Una vicenda che si trascina ormai da quasi trent’anni, quando Bruno Contrada venne arrestato (era il dicembre del 1992) per concorso esterno in associazione mafiosa. La Corte d’appello di Palermo ha accolto la richiesta di risarcimento per ingiusta detenzione presentata dall’ex numero due del Sisde. A Contrada, ormai quasi novantenne, sono stati liquidati 670mila euro.
“I danni che io, la mia famiglia, la mia storia personale, abbiamo subito sono irreparabili e non c’è risarcimento che valga. Io campo con 10 euro al giorno. Stare chiuso per il coronavirus non mi pesa: sono stato recluso 8 anni”: queste le parole di Contrada, dopo la decisione a suo favore. “Il denaro – dice – non può risarcire i danni che ho subito in 28 anni. Quando nel 2017 la Cassazione ha recepito la sentenza della corte europea per i diritti dell’uomo, confortata dalla decisione della grande Camera di Strasburgo dove 17 giudici hanno dichiarato inammissibile il ricorso dell’Italia ho provato un momento di gratificazione”.
“Aspetto di leggere le motivazioni, il ragionamento e le argomentazioni della Corte – spiega – Non ci sono soldi per pagare le sofferenze che la mia famiglia ha subito.

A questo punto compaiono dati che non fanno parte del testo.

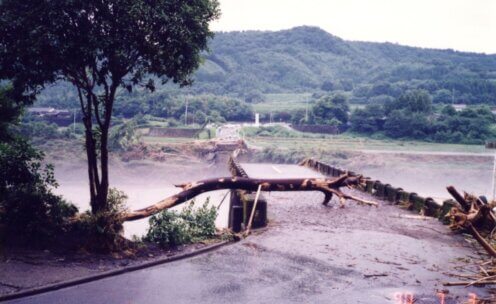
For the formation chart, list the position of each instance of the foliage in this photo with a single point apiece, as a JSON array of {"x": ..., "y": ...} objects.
[
  {"x": 270, "y": 131},
  {"x": 101, "y": 47},
  {"x": 331, "y": 110},
  {"x": 124, "y": 136},
  {"x": 308, "y": 59},
  {"x": 101, "y": 231},
  {"x": 368, "y": 120},
  {"x": 411, "y": 116},
  {"x": 200, "y": 108},
  {"x": 29, "y": 212},
  {"x": 171, "y": 228}
]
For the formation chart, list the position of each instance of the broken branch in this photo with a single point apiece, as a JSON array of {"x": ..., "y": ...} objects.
[{"x": 190, "y": 190}]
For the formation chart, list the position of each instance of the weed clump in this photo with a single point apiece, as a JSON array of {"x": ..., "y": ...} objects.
[{"x": 171, "y": 228}]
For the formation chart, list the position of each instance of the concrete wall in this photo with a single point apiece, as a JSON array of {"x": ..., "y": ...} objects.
[
  {"x": 173, "y": 132},
  {"x": 325, "y": 129}
]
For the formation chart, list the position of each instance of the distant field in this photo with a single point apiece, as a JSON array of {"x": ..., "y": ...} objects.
[
  {"x": 282, "y": 102},
  {"x": 166, "y": 140},
  {"x": 288, "y": 102},
  {"x": 356, "y": 143}
]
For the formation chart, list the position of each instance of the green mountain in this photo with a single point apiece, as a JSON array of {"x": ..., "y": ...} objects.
[{"x": 308, "y": 59}]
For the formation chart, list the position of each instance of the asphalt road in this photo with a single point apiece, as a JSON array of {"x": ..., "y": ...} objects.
[{"x": 310, "y": 254}]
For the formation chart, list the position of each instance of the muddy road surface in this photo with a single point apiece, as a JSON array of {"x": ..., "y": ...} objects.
[{"x": 310, "y": 253}]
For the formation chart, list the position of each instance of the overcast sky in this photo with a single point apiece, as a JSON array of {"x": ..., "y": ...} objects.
[{"x": 467, "y": 25}]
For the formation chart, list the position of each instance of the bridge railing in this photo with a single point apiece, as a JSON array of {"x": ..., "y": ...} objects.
[{"x": 424, "y": 205}]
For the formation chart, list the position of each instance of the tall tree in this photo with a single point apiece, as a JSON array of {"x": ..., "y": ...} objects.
[{"x": 101, "y": 46}]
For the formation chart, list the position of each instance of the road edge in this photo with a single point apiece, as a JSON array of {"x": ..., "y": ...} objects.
[{"x": 110, "y": 273}]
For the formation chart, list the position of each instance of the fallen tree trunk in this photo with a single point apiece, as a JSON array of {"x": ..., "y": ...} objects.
[
  {"x": 329, "y": 187},
  {"x": 474, "y": 213}
]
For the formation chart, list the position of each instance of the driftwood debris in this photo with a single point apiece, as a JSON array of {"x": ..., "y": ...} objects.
[
  {"x": 474, "y": 214},
  {"x": 329, "y": 187}
]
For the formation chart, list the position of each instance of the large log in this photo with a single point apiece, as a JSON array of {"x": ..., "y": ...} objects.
[
  {"x": 329, "y": 187},
  {"x": 473, "y": 213}
]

Mio figlio che era poliziotto è gravemente malato: un giovane che ha visto il padre, dirigente generale della polizia di Stato la stessa di cui lui indossava la divisa che per lui era un mito, arrestato e accusato di cose gravissime. Mia moglie che si è ammalata di cuore subito dopo il mio arresto. Ci può essere risarcimento?”.
Arrestato nel 1992, Contrada (che si dichiarò estraneo al reato) venne in un primo tempo assolto in appello, e poi condannato in via definitiva nel 2007 a 10 anni di carcere. Richiesta di revisione del processo che venne respinta la nel 2011, mentre nel 2012 venne scarcerato. In tutto su 10 anni di carcere previsti Contrada ne ha scontati quattro in carcere e quattro ai domiciliari, e i restanti due gli sono stati condonati per buona condotta.
Nel 2014 la Corte Europea dei diritti dell’uomo aveva condannato lo Stato italiano poiché ha ritenuto che la ripetuta mancata concessione degli arresti domiciliari a Contrada, sino al luglio 2008, pur se gravemente malato e malgrado la palese incompatibilità del suo stato di salute col regime carcerario, fosse una violazione dell’art. 3 Cedu (divieto di trattamenti inumani o degradanti). E il 13 aprile 2015 la stessa Corte europea dei diritti umani ha condannato lo Stato italiano stabilendo un risarcimento per danni morali da parte dello Stato italiano perché non doveva essere condannato per concorso esterno in associazione mafiosa.